Is it supposed to feel like this?? A word about muscle soreness...

Updated: Oct 7, 2021

Hands up who likes to feel just a little bit of an after burn following a workout? When time is short on busy days (are there any other kinds of day??) a lot of us want our exercise hard and fast. We want to tick it off, get it done, and a little soreness the day after somewhere in our mind can help us feel that we’ve done a good job.

So we’ve got to do what works for us and our lives, but it IS important to remember that muscle soreness is not necessarily a sign that a work out was effective. And if every single workout we do is leading to this kind muscle soreness or stiffness, it is possible we could be pushing too hard, and there may be a need to take a closer look at how we’re training and switching a few things up…

Muscle soreness, pain or stiffness after exercise is often called DOMS or Delayed Onset of Muscular Soreness. It is reasonably common, can peak around 48 hours after an intense session (often after having taken a break or participating in a form of exercise new to us) and is usually nothing to be overly concerned about.

There’s been debate over the years about what is going on in our bodies to cause this sensation, but most research agrees now that DOMS is the result of an inflammation caused by microscopic tears or muscle strains in the body’s tissue (not lactic acid build up).

As we work our muscles in new and unfamiliar ways – with load and challenge – our tissue is traumatised with microscopic little tears.
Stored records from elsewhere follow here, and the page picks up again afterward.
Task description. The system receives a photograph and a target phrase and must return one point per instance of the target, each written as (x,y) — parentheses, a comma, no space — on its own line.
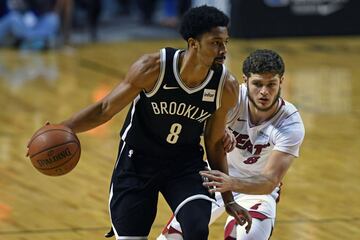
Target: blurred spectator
(3,8)
(30,24)
(64,8)
(174,9)
(124,7)
(147,8)
(93,10)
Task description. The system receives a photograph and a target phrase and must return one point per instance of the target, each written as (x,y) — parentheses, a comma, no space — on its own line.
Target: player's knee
(197,231)
(194,219)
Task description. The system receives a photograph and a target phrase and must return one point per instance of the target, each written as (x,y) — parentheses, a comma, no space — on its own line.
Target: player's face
(212,46)
(264,90)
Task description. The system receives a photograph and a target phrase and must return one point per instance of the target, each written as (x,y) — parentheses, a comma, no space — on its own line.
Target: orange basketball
(54,150)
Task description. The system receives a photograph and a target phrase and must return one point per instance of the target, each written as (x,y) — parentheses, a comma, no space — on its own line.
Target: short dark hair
(199,20)
(264,61)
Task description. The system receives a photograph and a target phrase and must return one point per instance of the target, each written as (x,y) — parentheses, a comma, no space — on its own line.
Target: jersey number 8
(173,136)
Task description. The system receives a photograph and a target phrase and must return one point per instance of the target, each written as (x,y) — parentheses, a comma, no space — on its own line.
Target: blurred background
(57,56)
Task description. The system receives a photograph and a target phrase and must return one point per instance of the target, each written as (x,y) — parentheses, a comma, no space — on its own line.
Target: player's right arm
(141,76)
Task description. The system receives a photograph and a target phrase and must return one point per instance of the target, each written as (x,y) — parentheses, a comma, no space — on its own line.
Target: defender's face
(263,90)
(212,46)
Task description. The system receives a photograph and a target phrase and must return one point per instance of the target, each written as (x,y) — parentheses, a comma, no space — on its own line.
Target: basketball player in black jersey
(176,96)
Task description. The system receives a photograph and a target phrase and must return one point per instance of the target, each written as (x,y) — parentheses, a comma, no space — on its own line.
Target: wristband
(229,203)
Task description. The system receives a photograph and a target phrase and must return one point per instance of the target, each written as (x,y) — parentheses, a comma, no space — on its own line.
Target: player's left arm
(213,137)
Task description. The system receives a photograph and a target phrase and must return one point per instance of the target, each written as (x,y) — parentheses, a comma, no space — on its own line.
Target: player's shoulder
(230,89)
(289,114)
(145,70)
(231,84)
(149,61)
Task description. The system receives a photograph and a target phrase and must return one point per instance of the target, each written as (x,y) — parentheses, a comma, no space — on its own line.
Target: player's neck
(258,117)
(192,72)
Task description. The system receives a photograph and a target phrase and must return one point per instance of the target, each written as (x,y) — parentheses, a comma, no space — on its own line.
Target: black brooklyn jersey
(169,120)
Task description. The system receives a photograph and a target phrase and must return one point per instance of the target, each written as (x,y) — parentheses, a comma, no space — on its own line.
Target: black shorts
(136,182)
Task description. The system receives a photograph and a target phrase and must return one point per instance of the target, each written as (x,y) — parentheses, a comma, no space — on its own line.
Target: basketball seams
(55,146)
(49,130)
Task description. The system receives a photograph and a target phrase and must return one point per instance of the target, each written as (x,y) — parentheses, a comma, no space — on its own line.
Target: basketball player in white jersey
(268,132)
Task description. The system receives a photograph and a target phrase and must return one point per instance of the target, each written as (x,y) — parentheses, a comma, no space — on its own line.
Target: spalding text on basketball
(54,158)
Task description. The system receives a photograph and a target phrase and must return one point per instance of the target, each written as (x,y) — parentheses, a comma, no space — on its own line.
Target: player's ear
(282,79)
(192,43)
(244,78)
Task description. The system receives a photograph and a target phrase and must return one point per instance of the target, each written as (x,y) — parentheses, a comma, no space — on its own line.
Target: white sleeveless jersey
(283,132)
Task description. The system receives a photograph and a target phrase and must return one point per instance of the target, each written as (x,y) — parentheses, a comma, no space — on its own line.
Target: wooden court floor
(321,193)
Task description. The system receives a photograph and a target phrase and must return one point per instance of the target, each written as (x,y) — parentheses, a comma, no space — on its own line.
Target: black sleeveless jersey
(169,120)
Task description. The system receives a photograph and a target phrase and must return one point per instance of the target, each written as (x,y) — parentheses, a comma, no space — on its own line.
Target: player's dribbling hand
(240,214)
(27,145)
(229,141)
(217,181)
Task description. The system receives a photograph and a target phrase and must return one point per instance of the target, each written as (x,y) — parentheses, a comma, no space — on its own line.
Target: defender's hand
(217,181)
(229,141)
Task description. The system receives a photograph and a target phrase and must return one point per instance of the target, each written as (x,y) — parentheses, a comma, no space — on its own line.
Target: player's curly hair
(199,20)
(264,61)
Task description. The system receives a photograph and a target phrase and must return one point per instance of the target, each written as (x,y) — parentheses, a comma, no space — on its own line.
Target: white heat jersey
(283,132)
It is as the tissue starts to heal later and repair itself that we start to feel sore.

This is why rest and recovery after intense exercise is so critical. It is when our bodies’ natural rest and digest response kicks in that our body adapts, strengthens and benefits from the work we have done.
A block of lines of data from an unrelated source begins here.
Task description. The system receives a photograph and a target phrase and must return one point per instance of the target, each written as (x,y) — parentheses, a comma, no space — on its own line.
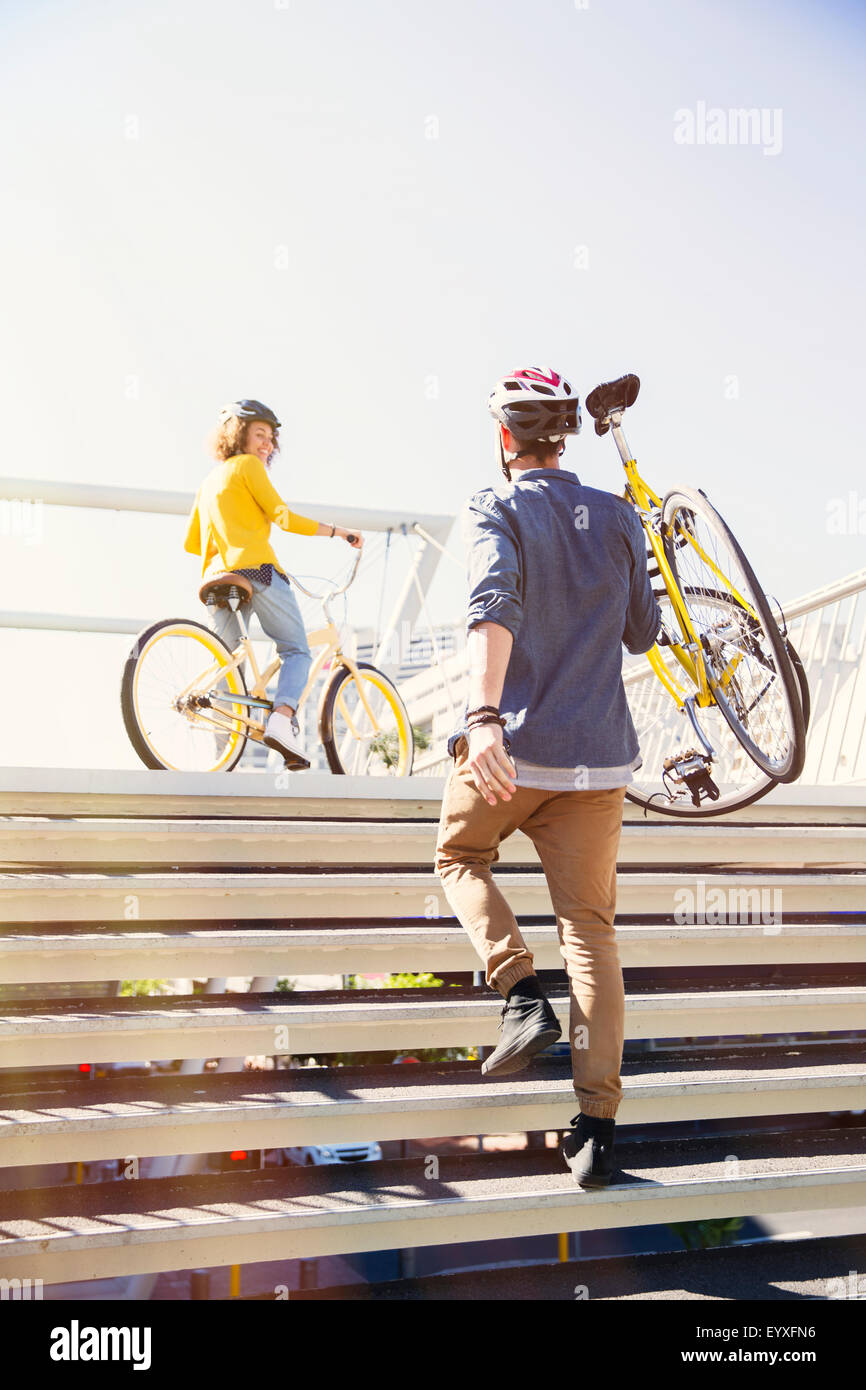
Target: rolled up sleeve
(495,578)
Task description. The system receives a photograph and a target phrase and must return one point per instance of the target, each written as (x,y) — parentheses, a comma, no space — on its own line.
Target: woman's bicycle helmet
(249,410)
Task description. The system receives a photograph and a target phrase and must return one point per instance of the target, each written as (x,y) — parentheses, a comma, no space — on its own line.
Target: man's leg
(470,831)
(577,836)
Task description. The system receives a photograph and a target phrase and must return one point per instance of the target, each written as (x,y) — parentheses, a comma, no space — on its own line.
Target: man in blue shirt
(545,744)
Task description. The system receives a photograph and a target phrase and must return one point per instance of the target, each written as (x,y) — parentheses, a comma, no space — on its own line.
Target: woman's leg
(280,616)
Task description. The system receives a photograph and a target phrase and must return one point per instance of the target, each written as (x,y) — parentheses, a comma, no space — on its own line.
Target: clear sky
(364,214)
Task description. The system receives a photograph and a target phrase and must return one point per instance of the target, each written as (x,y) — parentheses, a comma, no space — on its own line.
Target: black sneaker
(588,1150)
(528,1026)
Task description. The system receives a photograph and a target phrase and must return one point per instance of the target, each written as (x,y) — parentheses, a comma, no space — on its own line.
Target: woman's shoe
(284,734)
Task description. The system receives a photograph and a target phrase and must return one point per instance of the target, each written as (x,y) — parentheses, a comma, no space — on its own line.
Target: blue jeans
(277,609)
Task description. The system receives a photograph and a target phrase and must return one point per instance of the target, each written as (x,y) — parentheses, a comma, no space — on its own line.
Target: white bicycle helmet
(534,403)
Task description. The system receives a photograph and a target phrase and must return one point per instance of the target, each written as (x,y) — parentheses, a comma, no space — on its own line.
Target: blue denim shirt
(563,567)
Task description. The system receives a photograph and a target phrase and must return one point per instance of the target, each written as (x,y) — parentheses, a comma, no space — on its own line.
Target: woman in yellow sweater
(230,526)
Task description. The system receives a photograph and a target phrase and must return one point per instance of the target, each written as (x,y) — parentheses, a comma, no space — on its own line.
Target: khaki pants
(576,834)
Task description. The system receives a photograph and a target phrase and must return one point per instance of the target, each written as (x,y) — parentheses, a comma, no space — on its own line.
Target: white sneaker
(282,733)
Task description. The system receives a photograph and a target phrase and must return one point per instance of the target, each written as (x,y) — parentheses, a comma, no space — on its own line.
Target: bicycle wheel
(356,747)
(665,730)
(749,672)
(171,723)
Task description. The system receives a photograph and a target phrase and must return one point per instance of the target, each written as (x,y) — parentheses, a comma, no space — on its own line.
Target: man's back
(563,567)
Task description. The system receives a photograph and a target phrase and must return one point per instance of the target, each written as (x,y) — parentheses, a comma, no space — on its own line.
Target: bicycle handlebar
(332,594)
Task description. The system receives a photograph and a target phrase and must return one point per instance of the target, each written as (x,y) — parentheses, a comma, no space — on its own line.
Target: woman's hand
(491,766)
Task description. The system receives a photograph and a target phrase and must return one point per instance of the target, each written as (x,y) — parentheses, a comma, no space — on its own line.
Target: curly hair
(230,438)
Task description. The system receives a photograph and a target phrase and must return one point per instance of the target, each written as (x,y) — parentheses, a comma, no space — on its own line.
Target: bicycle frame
(325,637)
(690,655)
Just as we all come to and experience exercise differently, we will all experience DOMS differently. Big factors at play include the type of training, intensity, and even genetics.

Working with kettlebells, fortunately or unfortunately, has a bit of a reputation for bringing about intense DOMS, particularly for beginners. There are a couple of reasons for this. We do a lot of big dynamic movements that use a hundreds of muscles at once. These movements are functional, often multi-dimensional, and not just in the sagittal (forward and backward) plane. This can be new to some individuals who haven’t experienced this in other forms of resistance training.

But more significantly we can also experience DOMS commonly after kettlebells as we include movements that require a lot of ‘eccentric contractions.’ This is where the muscles are lengthened under load (rather than shortened under load, which is a concentric contraction).

Think about the downward phase of a kettlebell swing - it requires a controlled deceleration before we send the kettlebell back up again for the next one. The hamstrings do a lot of eccentric work during the kettlebell swing.

The eccentric contraction, when the weight is being lowered, often feels easier to perform thanks to gravity 'helping.' But if control is applied (and we always need control of that kettlebell!) there is a higher tension needed than in a concentric contraction.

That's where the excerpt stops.